PLCs study multiple sources of relevant data to fret out problems. Once the PLC identifies the problems, the next step focuses the PLC on understanding the root causes of those problems. The causes might be directly discernible in 

the data, but it could just as well take additional digging to get to the causes. With problems in writing and mathematics, for example, the PLC might want to conduct empathy interviews with students and teachers to better understand how those impacted by the problem perceive it. Such interviews can be enormously valuable if they proceed from well-thought-out and focused questions that get the students and the teachers to talk about their experiences with the subject matter and their successes and failures. The PLC can ask students and teachers what they might change in instruction or what they think they need to be successful. The compilation of this kind of data can give PLC members substantial insights into root causes after they study the interviews through lenses that reveal major themes, trends, and contradictions. PLC members can also study the kinds of tasks regularly presented to students and the teaching approaches that they and their colleagues use, and they can draw conclusions about both of these that would point to the intellectual rigor of the work given to students and measure students’ engagement.
Once a PLC focused on instruction understands problems and root causes, teachers have the authority to dig into the literature and research to develop a theory of change. From this theory of change, they develop possible interventions or tests of change. They can propose changes or approaches to instruction based on their theory of change, and from this theory, they can propose what improvement science refers to as change packages that they and their colleagues test out in classes. An instructional theory of change might be, for example, that equitable, rigorous writing instruction will lead to student writing achievement. A change package, to continue with this example, might focus on instruction that engages students in a repertoire of writing genres on a regular weekly schedule. The instruction also could be embedded in student-centered approaches to writing instruction that forefronts opportunities for students to work in groups of 2 or 3 to support each other’s drafting and revision through feedback and editing.

For such work, change packages are often recommended or designed. Change packages are intentionally created as a set of small tests of change that are interrelated and sequenced. These resources include specific sets or arcs of lessons designed to address specific problems. Teachers may vary the implementation of a change package or work specifically on one aspect of the change package, with the goal of eventually implementing the whole change package. In association with a change package are simple, practical measures by which the PLC members can know whether or how those lessons were successful when engaging students.
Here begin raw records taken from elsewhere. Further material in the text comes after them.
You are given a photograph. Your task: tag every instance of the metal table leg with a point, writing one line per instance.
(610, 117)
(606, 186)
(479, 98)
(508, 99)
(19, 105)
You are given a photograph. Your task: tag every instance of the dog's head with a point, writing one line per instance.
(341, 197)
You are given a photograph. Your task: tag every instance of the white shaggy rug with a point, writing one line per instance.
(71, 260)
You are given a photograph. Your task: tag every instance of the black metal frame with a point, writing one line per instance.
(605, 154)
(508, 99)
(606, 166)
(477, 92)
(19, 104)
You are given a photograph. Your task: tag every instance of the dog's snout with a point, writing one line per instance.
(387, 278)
Such measures can be quick surveys of students right after the lesson, lenses for analyzing students’ work, or feedback from teachers observing students’ engagement in the lesson. The emphasis on practical measures is on their ability to provide disciplined feedback quickly that can be displayed in simple charts or summaries so that the PLC members and other teachers can see the results of their tests of changes and make decisions about their next steps. These measures necessitate understanding change through an evidence-based focus on student learning. Decisions on PLC’s next steps during an improvement cycle are grounded in the real and evidenced experiences of teachers and students enacting the change.

PLCs who are working with an instructional focus using continuous improvement methods might just as well be called mini-research groups since they take up understanding problems, their causes, and testing solutions using the disciplined methods of improvement science. In fact, the literature on improvement science often compares the work of these PLCs to action researchers who use their classrooms and those of colleagues as spaces in which they continuously test changes; study their results with simple, practical measures; and make adjustments until they are satisfied that they have change packages that can be pushed out with confidence to others.